BUCHAREST (Nov. 19)
Chief Rabbi Jakob Isaac Niemirower, a Rumanian Senator and principal leader of Rumania’s 900,000 Jews, died yesterday of a heart attack. He was 67 years old.
The Jewish community was plunged into mourning over the death of Dr. Niemirower at a time when he was active in organizing relief for war refugees from Poland and was slated to head a new central Jewish body planned by the Government as the legal representative of the Rumanian Jews.
Venerated by the Jews and respected in Government circles, Rabbi Niemirower was fearless in protesting against anti-Semitic restrictions and he frequently intervened with the Government against contemplated anti-Jewish measures.

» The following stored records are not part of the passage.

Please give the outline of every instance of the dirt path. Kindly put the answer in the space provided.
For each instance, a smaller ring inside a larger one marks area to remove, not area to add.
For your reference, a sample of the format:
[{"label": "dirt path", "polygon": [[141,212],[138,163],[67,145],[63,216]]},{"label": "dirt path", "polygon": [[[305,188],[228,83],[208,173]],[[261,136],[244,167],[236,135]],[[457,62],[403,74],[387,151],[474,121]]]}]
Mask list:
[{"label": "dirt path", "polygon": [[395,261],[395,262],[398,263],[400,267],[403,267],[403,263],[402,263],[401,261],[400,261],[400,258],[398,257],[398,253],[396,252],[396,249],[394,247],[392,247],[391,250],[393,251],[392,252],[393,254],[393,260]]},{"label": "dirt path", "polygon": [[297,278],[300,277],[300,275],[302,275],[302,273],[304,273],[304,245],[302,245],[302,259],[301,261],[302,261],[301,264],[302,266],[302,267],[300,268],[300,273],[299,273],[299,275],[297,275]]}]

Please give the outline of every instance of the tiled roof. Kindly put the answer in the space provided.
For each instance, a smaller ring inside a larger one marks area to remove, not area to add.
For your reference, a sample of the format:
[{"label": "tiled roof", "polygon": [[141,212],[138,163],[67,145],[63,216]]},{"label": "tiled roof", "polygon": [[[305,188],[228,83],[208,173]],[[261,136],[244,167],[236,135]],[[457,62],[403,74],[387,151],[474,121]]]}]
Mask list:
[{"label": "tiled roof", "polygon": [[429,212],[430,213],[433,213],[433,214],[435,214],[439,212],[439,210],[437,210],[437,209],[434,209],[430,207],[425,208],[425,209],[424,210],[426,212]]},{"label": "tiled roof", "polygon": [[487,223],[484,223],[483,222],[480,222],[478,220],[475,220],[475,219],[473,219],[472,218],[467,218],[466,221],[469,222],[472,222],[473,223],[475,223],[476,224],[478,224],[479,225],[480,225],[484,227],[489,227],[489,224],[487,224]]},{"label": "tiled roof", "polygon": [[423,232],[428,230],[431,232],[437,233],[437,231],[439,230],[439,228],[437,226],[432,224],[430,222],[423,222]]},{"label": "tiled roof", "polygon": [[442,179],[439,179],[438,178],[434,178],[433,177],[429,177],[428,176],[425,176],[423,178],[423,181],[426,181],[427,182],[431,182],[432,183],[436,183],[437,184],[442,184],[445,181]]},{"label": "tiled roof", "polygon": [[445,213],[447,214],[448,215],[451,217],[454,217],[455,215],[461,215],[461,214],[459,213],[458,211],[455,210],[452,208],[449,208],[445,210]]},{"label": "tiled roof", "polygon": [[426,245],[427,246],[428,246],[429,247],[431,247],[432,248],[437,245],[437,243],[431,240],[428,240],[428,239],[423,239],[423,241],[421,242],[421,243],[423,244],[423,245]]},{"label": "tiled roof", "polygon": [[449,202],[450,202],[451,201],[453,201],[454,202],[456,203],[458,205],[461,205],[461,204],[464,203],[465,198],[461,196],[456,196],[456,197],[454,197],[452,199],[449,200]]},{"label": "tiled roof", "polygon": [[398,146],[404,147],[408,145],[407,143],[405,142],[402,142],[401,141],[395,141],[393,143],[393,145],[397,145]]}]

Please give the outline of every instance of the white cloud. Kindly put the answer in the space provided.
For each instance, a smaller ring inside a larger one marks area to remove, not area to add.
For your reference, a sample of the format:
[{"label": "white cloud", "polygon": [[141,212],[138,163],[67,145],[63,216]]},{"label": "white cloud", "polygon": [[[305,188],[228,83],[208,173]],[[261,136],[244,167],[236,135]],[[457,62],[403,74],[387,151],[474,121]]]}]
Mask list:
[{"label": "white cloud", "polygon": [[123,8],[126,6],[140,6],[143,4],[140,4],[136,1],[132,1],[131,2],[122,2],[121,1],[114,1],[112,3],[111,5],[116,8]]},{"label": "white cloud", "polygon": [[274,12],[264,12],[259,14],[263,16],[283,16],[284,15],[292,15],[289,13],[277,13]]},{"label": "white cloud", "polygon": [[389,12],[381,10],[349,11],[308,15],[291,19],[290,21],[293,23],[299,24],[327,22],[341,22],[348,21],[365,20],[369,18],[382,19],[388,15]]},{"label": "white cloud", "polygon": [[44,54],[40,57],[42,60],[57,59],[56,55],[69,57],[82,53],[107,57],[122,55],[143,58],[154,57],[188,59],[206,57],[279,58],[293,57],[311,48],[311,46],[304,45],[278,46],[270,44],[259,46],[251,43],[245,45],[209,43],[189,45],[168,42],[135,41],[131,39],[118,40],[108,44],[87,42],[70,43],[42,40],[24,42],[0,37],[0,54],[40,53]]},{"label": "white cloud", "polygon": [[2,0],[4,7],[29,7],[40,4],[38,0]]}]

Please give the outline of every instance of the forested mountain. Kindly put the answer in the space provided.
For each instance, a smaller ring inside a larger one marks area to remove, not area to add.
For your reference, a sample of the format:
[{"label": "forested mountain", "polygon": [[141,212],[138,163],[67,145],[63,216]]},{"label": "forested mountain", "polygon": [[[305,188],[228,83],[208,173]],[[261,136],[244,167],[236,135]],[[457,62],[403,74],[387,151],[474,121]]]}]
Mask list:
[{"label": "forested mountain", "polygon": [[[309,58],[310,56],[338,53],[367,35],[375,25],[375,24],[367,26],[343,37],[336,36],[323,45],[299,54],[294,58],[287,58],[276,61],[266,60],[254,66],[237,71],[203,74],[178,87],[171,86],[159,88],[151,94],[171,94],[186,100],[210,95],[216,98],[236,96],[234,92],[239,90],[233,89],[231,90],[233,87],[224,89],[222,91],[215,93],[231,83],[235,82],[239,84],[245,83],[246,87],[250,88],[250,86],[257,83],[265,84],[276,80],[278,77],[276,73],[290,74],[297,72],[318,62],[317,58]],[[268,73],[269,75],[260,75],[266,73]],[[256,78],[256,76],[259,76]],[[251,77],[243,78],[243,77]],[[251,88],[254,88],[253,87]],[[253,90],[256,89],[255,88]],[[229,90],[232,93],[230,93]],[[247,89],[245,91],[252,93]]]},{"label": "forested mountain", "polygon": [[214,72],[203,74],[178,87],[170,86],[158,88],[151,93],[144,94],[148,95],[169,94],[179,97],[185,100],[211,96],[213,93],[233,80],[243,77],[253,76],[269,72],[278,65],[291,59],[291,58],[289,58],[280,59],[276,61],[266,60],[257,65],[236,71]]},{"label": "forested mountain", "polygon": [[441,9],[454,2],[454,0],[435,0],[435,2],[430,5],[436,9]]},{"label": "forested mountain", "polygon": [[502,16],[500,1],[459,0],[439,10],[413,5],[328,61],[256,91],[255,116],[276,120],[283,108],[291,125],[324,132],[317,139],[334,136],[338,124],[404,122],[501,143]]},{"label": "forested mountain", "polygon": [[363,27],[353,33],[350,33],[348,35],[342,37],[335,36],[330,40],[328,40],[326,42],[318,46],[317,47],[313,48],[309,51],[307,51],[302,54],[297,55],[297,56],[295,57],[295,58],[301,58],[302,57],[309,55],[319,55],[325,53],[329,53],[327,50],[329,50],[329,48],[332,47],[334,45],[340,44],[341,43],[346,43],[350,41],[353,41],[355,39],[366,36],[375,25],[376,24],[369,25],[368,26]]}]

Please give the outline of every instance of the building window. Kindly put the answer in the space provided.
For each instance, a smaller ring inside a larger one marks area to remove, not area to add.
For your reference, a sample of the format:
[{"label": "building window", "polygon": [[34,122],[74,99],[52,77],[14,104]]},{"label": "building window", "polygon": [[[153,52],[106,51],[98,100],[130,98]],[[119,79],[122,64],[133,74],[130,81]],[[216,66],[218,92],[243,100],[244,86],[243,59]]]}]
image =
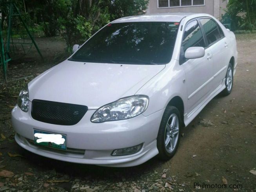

His position as the outstanding leader of the Rumanian Jews made him the target of a would-be assassin’s bullets on Jan. 11, 1936, when a religious fanatic named Aurel Jonescu, said to have been incited by anti-Semites, fired three shots at him outside his home, wounding him slightly in the hip.
Besides serving as Chief Rabbi, Dr. Niemirower was for many years president of the Rumanian Zionist Federation, in which capacity he headed a delegation to Palestine in April, 1938, to seek enlarged immigration of Rummanian Jews to the Holy Land. He was also head of the Rumanian lodge of B’nai B’rith, international Jewish fraternal order with headquarters in Washington.
Born in Galicia in 1871, Dr. Niemirower was a rabbi in Jassy between 1899 and 1913, when he came to Bucharest as a rabbi of the Sephardic community. He had been Chief Rabbi of the Sephardic Community since 1921.
In 1927, Rabbi Niemirower was elected to the Rumanian Senate as representative of the citizens of the Jewish confession. Last July he was elected a member of the Senate’s Committee on National Education and Religious Affairs.
He was the author of several books on Jewish religion.